Published on , under Programming, tagged with database and postgres.

Reclamed space from Postgres table

Shockingly to many, Postgres treats deletes and updates very similarly. Due to MVCC, tuples are marked and considered dead/obsolete when they are not reachable by any active transaction, yet they remain physically on disk taking space in the table. This is called bloat. It is the job of the autovacuum process, which needs to run periodically, to re-use that space. But it does not reclaim it back to the system. This might be specially noticeable after a bulk update where a big portion of a table's rows is affected (by an UPDATE or a DELETE), disk space grows, and never shrinks back again.

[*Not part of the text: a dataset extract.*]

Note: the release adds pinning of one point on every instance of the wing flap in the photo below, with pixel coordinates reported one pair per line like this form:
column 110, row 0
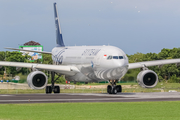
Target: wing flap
column 63, row 69
column 152, row 63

The same applies when some columns are deleted from a table, autovacuum won't help us here either. The DROP COLUMN does not physically remove the column, but simply makes it invisible to SQL queries, in order to make this operation super fast. New UPDATE or INSERT queries store a NULL value on that column, but disk space will not be reclaimed or re-used until, over time, existing rows are updated.

To deal with a huge amount of bloat the solution is to run the VACUUM FULL command which takes an exclusive lock on the table and rewrites it completely.

If you cannot afford some downtime and this table is critical, then you can use pg_repack, a Postgres extension that will copy the content of the table by creating a shadow clone of it (which is also hot updated by triggers) and then performing a table rename swap, which happens very fast.

Usually these solutions should only be considered when a significant amount of space needs to be reclaimed from within the table, otherwise, autovacuum should be good enough.